Follow the photos below as I explain. As the first photo shows, if the rope goes from the belayer, through the carabiner, is against the rock, and tied to the climber, then the leader is backclipped. If the leader falls, the rope will be pulled across the gate, as in the middle photo. And consequently, the rope easily comes out of the carabiner. This rarely happens with straight gate biners (in fact I've never heard of it), it's the bent gates you have to worry about.
If the carabiner is clipped correctly, the rope should go from the belayer, against the rock, through the carabiner and back to the climber. Ideally you should also have the gate facing the opposite direction the leader is going. Meaning if the climb veers to the right, then the gate should be on the left so that the rope falls against the back of the biner, as shown in the photos below.
When the leader discovers they've backclipped he or she has a few choices about what action to take. If they are not too pumped then they should reclip the rope. The other choice is to simply unclip from the wall and reclip it to the bolt (however then you risk the chance that the gate is not facing the right way). Or if the climber is completely rushed they can clip a second draw to the bolt correctly (on top of the wrong one) and continue to climb.

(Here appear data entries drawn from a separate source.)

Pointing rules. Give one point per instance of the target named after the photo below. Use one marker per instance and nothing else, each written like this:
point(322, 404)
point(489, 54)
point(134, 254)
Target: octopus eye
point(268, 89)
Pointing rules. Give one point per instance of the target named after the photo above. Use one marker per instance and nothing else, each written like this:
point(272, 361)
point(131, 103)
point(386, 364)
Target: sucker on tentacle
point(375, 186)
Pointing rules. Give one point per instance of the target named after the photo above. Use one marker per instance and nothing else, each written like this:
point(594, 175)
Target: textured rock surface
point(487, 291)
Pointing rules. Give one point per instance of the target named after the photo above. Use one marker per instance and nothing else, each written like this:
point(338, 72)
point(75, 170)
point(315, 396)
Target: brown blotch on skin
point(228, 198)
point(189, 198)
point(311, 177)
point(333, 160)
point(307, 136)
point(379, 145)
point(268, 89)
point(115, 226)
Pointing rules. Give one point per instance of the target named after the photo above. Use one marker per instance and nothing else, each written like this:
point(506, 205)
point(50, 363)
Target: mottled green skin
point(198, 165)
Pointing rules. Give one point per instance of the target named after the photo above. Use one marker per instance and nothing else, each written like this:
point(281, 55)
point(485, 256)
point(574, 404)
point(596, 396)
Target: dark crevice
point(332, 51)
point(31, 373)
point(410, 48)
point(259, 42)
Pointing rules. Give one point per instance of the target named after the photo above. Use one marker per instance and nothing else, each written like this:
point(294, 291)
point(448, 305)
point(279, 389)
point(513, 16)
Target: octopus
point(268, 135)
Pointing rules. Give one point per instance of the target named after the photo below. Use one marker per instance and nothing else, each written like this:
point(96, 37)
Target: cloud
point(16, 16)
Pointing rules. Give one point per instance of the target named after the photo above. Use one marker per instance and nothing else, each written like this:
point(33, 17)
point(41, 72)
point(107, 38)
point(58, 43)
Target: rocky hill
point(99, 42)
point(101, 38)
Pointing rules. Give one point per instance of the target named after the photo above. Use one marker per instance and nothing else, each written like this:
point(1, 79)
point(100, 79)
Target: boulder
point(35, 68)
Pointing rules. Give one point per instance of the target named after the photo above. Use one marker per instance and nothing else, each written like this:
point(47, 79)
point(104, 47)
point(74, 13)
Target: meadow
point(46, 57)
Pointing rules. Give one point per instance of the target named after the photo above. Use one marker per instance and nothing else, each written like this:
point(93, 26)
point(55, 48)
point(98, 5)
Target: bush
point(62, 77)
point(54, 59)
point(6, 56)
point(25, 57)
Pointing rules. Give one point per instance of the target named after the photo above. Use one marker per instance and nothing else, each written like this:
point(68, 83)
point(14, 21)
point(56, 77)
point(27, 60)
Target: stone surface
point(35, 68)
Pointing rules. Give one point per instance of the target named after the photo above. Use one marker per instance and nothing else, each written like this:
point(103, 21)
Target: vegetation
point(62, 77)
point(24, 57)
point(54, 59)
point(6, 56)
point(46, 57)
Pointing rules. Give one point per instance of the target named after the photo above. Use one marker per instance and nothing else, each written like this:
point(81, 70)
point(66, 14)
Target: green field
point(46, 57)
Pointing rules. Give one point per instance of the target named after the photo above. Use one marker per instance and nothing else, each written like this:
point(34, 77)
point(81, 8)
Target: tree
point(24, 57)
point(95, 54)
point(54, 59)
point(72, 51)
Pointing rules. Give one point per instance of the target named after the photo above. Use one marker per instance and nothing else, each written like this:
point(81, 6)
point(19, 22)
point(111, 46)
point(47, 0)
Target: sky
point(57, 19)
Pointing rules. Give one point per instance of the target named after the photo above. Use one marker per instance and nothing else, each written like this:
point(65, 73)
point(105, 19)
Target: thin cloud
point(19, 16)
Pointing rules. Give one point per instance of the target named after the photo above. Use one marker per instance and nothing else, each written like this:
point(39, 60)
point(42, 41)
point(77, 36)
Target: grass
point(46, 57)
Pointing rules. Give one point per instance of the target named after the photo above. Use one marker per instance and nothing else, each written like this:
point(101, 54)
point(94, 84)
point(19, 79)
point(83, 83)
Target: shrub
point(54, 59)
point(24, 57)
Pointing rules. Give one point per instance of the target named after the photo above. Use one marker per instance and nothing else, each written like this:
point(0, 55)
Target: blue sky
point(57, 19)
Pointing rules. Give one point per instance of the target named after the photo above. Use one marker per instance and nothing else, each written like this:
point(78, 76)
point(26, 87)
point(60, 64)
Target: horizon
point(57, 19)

Backclipping is something we all should look out for. Sometimes the leader is too focused to notice and the ground crew should alert him or her when they have backclipped. Remember, we're in this together so make it your job to look out for your partner as well as yourself.
"If the rope goes from the
"If the rope goes from the belayer, through the carabiner, is against the rock, and tied to the climber, then the leader is backclipped"
vs.
"If the carabiner is clipped correctly, the rope should go from the belayer, against the rock, through the carabiner and back to the climber."
Your pictures make sense, these words don't.